Laudato si ecofemminismo

postato il 20 Gen 2019
Laudato si ecofemminismo

Sorprendente la partecipazione ieri all’incontro di Palazzo reale a Milano: la sala conferenze strapiena con molti in piedi, 8 panel che si succedono con tutti interventi interessanti che danno un quadro di dove sta oggi l’opposizione a questo governo italiano e a questa Europa fortezza. Almeno trecento persone da tutta Italia si incontrano e si riconoscono rispetto al loro lavoro, in genere volontario, e alle loro aspirazioni. Unico limite: anche qui l’equilibrio tra i sessi non c’è, al tavolo dove si sussegue chi parla, siedono quasi tutti maschi. In sala invece le donne sono moltissime, molte molto giovani. Il linguaggio è maschile neutro e le donne non emergono. Diritti dell’uomo, fratellanza, mettere uomo, comunità, società tra economia e politica. Vogliamo superare l’andocentrismo come nel capitolo del vivente, dove Francesco rivendica rispetto e unicità di ciascuno, animali compresi, riprendendo quel commovente cantico delle creature e estendendo anche agli ecosistemi che comprendono la vita vegetale, ma le donne restano invisibili. Si parla del medico congolese che ha ricevuto il premio Nobel ma non si dice che è stato riconosciuto il suo lavoro di “aggiustare le donne” e le bambine stuprate nei modi più violenti davanti ai loro famigliari per spaventare e neutalizzare le tribù concorrenti, che vogliono mettersi al servizio dei neocolonizzatori arricchitisi depredando una terra ricchissima e conducendola ad una guerra tribale che utilizza lo stupro come arma. “Ogni volta che usate il vostro smartphone ricordate tutte le donne, almeno 50mila, che porteranno il prezzo nella loro carne tutta la vita” ha detto a Torino Denis Mukwege, muovendomi dal profondo una indignazione mescolata alla impotenza e vergogna per far parte di quell’occidente patriarcale disposto a qualsiasi barbarie e nefandezza pur di estrarre le risorse che gli servono. Depredare, corrompere, indurre a guerre e a violenze per uno sviluppo che significa solo distruzione e miserie per la quasi totalità degli abitanti di questa terra e accumulo di potere e ricchezze nelle mani di pochissimi, si dice l’1%, che stanno distruggendo il pianeta con tutte le specie che ospita.

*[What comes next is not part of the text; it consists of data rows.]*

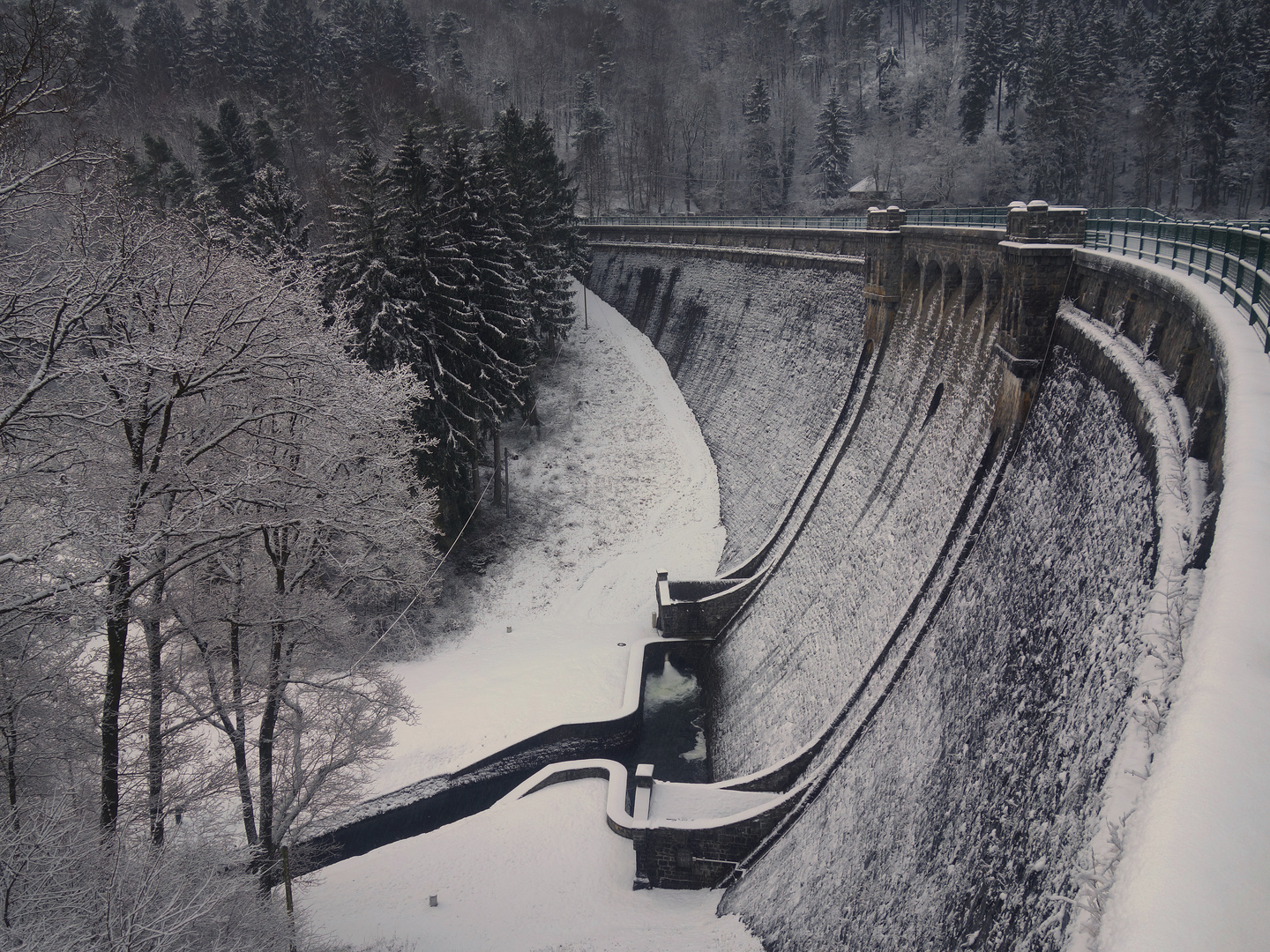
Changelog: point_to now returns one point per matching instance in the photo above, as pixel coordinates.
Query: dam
(992, 514)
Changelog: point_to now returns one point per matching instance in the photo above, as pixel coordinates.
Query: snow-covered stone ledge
(1197, 845)
(692, 836)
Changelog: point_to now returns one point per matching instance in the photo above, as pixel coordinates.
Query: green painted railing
(1233, 258)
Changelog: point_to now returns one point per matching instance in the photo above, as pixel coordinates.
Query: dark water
(673, 738)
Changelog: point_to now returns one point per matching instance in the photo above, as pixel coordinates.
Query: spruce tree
(978, 83)
(159, 178)
(205, 31)
(591, 130)
(542, 199)
(159, 45)
(227, 155)
(831, 153)
(103, 48)
(235, 43)
(759, 152)
(273, 212)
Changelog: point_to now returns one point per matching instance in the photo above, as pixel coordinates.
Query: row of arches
(968, 283)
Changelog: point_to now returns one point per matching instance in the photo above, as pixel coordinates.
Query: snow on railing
(1235, 258)
(1232, 256)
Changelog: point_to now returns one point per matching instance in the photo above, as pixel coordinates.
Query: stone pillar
(884, 254)
(639, 813)
(1035, 271)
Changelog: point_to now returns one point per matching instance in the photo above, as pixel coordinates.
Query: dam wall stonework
(959, 655)
(764, 355)
(963, 807)
(799, 648)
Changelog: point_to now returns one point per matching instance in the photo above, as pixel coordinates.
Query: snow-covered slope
(802, 643)
(764, 357)
(626, 485)
(964, 809)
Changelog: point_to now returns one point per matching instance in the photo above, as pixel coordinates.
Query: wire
(424, 587)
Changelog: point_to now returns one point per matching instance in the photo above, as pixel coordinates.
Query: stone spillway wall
(764, 355)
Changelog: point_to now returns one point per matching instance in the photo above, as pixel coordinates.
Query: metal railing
(1233, 258)
(989, 217)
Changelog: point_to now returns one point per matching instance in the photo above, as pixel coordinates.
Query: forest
(273, 274)
(738, 106)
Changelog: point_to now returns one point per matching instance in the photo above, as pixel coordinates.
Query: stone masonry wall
(960, 816)
(764, 355)
(800, 646)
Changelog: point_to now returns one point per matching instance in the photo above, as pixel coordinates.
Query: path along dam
(987, 660)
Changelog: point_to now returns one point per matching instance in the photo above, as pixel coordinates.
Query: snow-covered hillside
(620, 485)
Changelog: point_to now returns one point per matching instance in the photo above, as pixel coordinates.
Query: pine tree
(759, 152)
(983, 68)
(235, 43)
(288, 46)
(831, 153)
(1136, 33)
(1016, 51)
(159, 45)
(360, 267)
(272, 212)
(103, 49)
(589, 135)
(159, 178)
(228, 156)
(1214, 100)
(205, 40)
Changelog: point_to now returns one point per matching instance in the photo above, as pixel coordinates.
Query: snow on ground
(540, 874)
(620, 485)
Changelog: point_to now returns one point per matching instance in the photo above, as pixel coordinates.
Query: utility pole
(498, 475)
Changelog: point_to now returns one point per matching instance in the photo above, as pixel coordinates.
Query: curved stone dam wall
(764, 355)
(960, 651)
(964, 804)
(920, 429)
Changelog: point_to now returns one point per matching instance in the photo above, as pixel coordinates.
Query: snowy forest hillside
(736, 106)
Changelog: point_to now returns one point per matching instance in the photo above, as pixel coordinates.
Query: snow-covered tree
(759, 150)
(831, 152)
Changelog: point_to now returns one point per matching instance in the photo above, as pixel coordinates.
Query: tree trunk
(153, 721)
(153, 725)
(238, 738)
(116, 640)
(11, 763)
(498, 469)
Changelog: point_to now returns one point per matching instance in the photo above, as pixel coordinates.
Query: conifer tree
(227, 155)
(983, 68)
(235, 43)
(542, 201)
(205, 31)
(759, 152)
(831, 153)
(103, 48)
(159, 178)
(273, 212)
(591, 131)
(159, 45)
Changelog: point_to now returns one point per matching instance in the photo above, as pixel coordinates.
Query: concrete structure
(983, 758)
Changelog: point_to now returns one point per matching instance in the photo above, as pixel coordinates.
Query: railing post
(1261, 263)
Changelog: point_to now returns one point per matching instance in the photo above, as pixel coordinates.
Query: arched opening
(912, 276)
(930, 279)
(973, 290)
(952, 282)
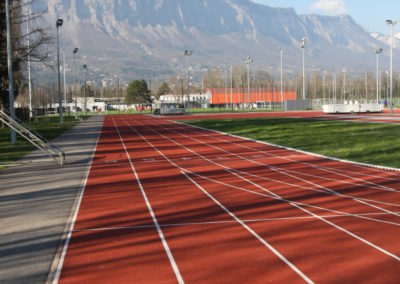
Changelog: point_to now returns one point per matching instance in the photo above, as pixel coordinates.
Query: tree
(163, 89)
(37, 51)
(137, 92)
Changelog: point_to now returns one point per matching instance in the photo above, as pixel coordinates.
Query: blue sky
(370, 14)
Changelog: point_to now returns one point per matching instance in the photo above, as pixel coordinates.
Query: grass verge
(48, 127)
(372, 143)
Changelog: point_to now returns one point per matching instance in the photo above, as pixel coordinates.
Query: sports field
(165, 202)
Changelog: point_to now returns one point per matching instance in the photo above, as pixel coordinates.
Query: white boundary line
(296, 150)
(71, 228)
(153, 216)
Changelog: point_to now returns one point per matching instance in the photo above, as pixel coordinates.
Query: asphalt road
(36, 200)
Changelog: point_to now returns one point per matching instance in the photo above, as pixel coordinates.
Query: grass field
(48, 127)
(377, 144)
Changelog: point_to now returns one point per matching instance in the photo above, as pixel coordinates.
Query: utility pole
(10, 72)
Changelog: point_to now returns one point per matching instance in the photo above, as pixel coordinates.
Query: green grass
(377, 144)
(48, 127)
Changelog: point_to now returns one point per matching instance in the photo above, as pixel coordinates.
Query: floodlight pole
(282, 49)
(60, 108)
(303, 44)
(391, 23)
(29, 63)
(188, 53)
(10, 72)
(76, 106)
(377, 52)
(84, 89)
(247, 61)
(230, 68)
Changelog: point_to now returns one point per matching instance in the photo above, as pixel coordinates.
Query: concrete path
(37, 199)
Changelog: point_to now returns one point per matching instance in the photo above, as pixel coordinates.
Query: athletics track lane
(359, 259)
(222, 251)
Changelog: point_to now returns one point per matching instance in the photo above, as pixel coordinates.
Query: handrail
(33, 137)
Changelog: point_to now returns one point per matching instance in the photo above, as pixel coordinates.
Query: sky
(370, 14)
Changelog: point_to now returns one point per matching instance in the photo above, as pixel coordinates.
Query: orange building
(240, 96)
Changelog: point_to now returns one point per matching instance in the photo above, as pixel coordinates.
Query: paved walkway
(36, 200)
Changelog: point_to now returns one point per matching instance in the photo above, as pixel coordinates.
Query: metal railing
(33, 137)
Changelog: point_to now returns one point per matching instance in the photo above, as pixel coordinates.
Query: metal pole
(231, 87)
(282, 76)
(60, 110)
(65, 85)
(391, 70)
(119, 102)
(29, 65)
(10, 72)
(84, 89)
(377, 78)
(304, 84)
(76, 106)
(226, 89)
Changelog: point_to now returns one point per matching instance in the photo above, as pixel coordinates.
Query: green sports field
(371, 143)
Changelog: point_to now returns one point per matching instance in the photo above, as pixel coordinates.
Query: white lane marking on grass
(231, 214)
(153, 216)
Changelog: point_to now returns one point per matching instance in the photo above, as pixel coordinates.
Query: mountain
(147, 38)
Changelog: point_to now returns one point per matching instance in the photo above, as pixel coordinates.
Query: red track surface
(229, 210)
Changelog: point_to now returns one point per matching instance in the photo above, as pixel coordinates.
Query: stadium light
(391, 23)
(282, 49)
(59, 23)
(75, 51)
(377, 52)
(188, 53)
(303, 45)
(84, 88)
(248, 60)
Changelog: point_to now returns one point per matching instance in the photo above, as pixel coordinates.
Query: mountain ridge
(148, 37)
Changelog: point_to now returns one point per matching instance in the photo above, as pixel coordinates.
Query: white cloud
(330, 7)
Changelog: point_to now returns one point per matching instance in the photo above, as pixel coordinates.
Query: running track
(167, 203)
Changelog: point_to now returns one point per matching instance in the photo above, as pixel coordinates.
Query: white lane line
(265, 243)
(153, 216)
(253, 233)
(322, 168)
(388, 170)
(305, 210)
(261, 220)
(71, 228)
(273, 168)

La prima relazione di ieri insiste sull’irreversibilità dei cambiamenti climatici, e tanti riprendono, ma nessuno ricorda Greta, la sua testimonianza alla Cop24, la sua lotta che si ripete manifestando ogni settimana nel suo paese, la Svezia, dove la nostra amica Rom Soraya Post è stata eletta al Parlamento Europeo con lo slogan “Fuori i razzisti e dentro le femministe”. Le svedesi che hanno fondato il primo partito femminista europeo, mettendo a punto il loro programma antidiscriminatorio e per le 6 ore a parità di salario per condividere cura e impegno sociale donne e uomini, e l’hanno diffuso in otto paesi, con cui il mese scorso abbiamo fondato a Bruxelles la rete FUN e per cui stiamo dando il via a !F, iniziativa femminista, di cui la nostra amica pasionaria Roberta ha dato un anticipo ieri in piazza a Roma.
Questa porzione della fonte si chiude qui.